Wyclif spread his message by writing some of his books in English instead of Latin, the language of the church. His followers were called Lollards, because of the low and quiet way in which they said their prayers. Some of the Lollards went into the countryside to preach Wyclif’s message to the common people. Wyclif told others to translate the Bible into English so that it could be understood by people who knew no Latin. He exposed the church in its interpretation of the Bible. Many people became Lollards, and therefore heretics. They were persecuted by the church and the feudals. The Lollards increased in numbers and joined the other discontented people in the countryside. Many of the Lollard priests, such as John Ball himself, became leaders of the peasants’ revolt. Lollardry became a doctrine of social protest more and more bound with the struggle of the people not only against the church, but also against the authority and tyranny of the feudal lords in general. The programmes of the rebel peasants which also included the demands to confiscate the church lands were undoubtedly worked out under the influence of Lollardry. Wyclif’s doctrines were not forgotten after his death. They were carried to continental Europe. Hence Wyclif is regarded as a forerunner of the Reformation.
In 1381 peasant outbreaks occurred first in Essex and Kent, and soon the rioters, led by Wat Tyler, an artisan from Kent and a former soldier, were marching on London and burning the houses of landlords, officials, tax-gatherers, as they went. The peasants with Wat Tyler as leader reached London. The people of London who were also discontent opened London bridge and the rebels took complete possession of the whole city. The king, Richard II, took refuge in the Tower of London. The rebels killed the Archbishop of Canterbury and the Treasurer who had proposed the hateful poll-tax. Under the pressure of the rebels the king met them, promising to abolish feudal dues and to make everyone free man. There were also demands to establish freedom of trade for all towns, free pardon for all the participants of the revolt. The more radical rebels demanded an enlargement of the peasants’ land plots, abolition of anti-labour laws and privileges for the titled nobility.
During the second meeting with the king Wat Tyler was treacherously killed and the rebels dispersed in confusion hoping that Richard II would respect his promises. However, this was not the case. Having deceived the rebels, the king and landlords began their revenge and crushed the revolt with great severity.

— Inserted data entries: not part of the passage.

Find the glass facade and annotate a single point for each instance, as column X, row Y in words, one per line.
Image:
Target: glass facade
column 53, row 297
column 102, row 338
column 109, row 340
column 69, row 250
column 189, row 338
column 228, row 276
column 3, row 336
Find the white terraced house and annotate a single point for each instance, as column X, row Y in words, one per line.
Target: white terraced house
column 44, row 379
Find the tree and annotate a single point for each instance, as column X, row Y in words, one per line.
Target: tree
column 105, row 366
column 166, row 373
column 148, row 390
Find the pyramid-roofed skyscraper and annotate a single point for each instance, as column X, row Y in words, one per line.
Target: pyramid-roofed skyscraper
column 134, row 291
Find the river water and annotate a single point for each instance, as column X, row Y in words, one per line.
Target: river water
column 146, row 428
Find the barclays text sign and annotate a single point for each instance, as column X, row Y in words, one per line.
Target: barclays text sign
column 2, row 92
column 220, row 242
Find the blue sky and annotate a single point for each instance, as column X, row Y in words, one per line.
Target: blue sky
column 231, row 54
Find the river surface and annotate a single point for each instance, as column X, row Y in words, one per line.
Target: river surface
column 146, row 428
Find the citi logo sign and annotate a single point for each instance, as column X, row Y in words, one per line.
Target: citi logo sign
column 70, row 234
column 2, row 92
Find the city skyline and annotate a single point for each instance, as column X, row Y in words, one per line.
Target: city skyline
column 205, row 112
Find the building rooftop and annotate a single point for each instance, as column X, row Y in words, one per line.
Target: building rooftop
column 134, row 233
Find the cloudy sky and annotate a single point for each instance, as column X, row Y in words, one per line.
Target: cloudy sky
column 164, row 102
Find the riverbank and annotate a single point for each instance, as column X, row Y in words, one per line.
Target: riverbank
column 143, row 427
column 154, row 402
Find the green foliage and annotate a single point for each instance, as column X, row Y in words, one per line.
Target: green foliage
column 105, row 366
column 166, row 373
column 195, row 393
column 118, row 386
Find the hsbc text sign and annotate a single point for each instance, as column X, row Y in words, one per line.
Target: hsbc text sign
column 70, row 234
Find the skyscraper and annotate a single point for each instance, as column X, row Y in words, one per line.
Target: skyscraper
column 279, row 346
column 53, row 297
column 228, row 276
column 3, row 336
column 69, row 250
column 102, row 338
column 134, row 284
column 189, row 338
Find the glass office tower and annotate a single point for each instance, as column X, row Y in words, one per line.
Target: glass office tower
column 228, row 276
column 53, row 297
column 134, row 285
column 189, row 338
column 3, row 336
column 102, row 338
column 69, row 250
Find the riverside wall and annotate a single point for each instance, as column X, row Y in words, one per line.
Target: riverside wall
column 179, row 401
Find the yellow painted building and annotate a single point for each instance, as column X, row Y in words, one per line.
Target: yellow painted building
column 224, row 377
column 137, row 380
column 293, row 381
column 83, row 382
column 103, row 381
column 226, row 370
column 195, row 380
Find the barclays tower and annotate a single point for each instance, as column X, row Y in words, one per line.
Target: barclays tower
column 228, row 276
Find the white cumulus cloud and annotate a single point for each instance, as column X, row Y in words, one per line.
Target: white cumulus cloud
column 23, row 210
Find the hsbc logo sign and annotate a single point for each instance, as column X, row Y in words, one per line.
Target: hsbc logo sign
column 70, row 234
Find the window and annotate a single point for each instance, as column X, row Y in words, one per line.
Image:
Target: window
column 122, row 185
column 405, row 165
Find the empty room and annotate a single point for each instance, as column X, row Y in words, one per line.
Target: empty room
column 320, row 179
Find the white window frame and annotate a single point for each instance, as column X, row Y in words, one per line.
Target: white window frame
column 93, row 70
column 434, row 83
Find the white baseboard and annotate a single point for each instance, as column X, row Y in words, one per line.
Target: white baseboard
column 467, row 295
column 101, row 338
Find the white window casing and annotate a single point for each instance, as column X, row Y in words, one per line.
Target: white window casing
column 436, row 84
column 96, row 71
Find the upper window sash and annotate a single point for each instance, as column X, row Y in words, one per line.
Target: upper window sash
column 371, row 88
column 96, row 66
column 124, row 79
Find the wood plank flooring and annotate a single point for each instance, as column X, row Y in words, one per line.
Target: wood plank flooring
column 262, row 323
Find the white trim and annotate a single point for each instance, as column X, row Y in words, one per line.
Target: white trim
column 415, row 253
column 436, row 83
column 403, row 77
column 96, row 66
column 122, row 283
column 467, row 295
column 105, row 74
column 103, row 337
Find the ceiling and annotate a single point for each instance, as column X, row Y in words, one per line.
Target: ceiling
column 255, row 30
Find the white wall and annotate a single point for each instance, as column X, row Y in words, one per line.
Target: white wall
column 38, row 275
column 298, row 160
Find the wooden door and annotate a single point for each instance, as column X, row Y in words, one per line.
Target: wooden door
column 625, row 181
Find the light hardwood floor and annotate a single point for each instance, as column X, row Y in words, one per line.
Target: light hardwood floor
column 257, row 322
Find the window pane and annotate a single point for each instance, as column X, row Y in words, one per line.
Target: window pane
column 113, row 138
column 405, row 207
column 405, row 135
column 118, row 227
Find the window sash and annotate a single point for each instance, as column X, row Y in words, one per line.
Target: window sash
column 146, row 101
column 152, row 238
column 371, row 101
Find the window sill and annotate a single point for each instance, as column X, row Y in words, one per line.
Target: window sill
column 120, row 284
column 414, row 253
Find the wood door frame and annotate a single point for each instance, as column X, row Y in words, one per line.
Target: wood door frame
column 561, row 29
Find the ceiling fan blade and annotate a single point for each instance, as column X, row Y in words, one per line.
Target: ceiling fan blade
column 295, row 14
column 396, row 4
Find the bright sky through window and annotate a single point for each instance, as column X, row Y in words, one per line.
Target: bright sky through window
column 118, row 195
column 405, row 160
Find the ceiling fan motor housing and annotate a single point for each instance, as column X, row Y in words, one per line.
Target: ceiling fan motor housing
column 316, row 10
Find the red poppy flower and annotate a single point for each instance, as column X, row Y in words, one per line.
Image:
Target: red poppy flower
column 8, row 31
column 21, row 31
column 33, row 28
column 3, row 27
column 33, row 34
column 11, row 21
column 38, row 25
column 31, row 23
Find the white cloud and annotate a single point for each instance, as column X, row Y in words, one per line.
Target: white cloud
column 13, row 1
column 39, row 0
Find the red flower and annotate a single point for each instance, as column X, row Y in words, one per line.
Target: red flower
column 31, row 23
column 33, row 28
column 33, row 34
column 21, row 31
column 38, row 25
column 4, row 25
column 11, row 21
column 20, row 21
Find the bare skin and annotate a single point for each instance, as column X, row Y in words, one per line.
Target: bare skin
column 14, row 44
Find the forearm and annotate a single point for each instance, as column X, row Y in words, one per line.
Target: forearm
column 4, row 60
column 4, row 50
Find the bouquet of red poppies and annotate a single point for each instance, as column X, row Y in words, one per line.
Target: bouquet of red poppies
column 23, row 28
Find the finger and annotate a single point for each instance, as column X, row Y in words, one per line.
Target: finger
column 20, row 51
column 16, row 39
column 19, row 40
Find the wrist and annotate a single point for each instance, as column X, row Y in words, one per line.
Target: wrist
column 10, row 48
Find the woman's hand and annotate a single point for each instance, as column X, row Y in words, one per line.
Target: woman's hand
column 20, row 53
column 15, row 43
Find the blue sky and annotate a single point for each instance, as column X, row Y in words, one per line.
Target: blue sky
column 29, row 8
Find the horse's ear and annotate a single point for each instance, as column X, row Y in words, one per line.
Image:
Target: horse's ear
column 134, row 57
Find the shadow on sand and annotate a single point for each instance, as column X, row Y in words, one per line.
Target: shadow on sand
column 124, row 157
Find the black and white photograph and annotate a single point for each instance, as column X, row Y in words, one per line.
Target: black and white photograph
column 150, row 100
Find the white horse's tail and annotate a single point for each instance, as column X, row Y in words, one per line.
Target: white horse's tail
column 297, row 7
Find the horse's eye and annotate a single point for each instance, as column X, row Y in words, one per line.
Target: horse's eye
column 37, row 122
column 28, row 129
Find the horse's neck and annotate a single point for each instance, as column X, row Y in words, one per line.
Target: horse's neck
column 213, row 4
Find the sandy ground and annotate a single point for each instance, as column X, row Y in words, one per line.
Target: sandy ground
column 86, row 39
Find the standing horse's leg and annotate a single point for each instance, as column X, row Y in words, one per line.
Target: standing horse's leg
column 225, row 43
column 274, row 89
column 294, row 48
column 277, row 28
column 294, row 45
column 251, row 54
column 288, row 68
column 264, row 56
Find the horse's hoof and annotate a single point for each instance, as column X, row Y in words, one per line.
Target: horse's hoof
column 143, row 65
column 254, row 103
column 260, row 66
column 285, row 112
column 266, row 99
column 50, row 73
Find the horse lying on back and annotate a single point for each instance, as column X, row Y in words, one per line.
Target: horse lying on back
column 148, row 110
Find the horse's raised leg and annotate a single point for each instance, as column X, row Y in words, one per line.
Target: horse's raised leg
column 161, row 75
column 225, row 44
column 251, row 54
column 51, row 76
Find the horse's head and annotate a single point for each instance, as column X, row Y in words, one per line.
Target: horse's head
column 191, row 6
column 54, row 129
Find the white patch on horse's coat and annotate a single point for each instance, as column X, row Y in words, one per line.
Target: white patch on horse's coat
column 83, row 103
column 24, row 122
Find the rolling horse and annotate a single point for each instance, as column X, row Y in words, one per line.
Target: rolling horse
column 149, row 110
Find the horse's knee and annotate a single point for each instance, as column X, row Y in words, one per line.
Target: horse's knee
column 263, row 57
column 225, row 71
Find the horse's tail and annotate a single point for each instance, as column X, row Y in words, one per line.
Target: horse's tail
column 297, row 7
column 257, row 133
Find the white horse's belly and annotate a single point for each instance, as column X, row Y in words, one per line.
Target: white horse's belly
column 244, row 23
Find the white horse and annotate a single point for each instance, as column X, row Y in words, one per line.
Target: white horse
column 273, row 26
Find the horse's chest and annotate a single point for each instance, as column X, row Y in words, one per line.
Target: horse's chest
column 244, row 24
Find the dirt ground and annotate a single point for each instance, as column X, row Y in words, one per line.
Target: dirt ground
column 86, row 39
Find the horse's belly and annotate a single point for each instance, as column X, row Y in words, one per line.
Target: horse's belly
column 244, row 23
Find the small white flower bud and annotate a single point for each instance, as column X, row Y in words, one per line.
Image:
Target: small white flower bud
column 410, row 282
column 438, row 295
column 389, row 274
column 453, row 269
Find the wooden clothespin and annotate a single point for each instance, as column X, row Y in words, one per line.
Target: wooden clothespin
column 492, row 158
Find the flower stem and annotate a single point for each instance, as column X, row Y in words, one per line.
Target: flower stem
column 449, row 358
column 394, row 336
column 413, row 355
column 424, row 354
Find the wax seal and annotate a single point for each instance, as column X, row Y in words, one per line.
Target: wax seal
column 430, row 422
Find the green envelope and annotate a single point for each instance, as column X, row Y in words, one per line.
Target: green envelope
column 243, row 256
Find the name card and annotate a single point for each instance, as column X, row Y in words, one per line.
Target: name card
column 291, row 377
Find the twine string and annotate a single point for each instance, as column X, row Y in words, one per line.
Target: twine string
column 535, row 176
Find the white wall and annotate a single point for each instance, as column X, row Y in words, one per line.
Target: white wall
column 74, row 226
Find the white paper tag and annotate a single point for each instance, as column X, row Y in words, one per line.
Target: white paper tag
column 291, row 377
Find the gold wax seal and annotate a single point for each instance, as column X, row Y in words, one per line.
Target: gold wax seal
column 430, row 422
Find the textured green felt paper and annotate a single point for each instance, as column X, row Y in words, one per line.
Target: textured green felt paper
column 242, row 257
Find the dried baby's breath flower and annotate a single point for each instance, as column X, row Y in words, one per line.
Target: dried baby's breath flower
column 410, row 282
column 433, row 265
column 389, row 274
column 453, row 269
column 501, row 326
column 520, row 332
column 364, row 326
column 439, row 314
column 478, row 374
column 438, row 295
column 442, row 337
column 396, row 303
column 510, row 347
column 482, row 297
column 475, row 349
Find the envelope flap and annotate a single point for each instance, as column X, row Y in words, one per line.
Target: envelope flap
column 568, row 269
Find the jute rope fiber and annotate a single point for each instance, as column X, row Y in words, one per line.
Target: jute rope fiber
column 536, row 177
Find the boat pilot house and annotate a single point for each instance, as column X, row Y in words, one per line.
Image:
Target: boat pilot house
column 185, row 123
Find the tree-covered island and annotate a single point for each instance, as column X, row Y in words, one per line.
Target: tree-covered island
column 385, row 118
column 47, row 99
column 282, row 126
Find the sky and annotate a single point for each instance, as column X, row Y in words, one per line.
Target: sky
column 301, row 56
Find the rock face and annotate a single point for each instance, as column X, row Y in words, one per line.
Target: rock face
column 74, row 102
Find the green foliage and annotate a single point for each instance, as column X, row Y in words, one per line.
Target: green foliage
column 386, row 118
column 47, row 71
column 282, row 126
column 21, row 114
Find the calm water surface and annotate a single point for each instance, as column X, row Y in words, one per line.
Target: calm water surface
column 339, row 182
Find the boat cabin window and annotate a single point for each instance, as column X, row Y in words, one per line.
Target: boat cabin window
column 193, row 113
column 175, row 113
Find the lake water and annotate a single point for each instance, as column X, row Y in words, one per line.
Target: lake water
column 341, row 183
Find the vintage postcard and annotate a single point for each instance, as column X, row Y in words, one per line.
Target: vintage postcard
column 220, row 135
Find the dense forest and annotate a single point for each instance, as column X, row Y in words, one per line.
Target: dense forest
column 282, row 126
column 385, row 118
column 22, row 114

But though the rising had failed, there was no complete return to the old conditions. The lords had been scared. The attempt to keep wages at the old level was abandoned. There was no imposition of labour services. Moreover, the serf system inevitably collapsed and the serf was gradually becoming a free peasant or a wage labourer. Hence the peasant uprising of Wat Tyler played a most important role in breaking down the feudal relations of production. It was the first great English rebellion of peasant labour against the feudal landlords.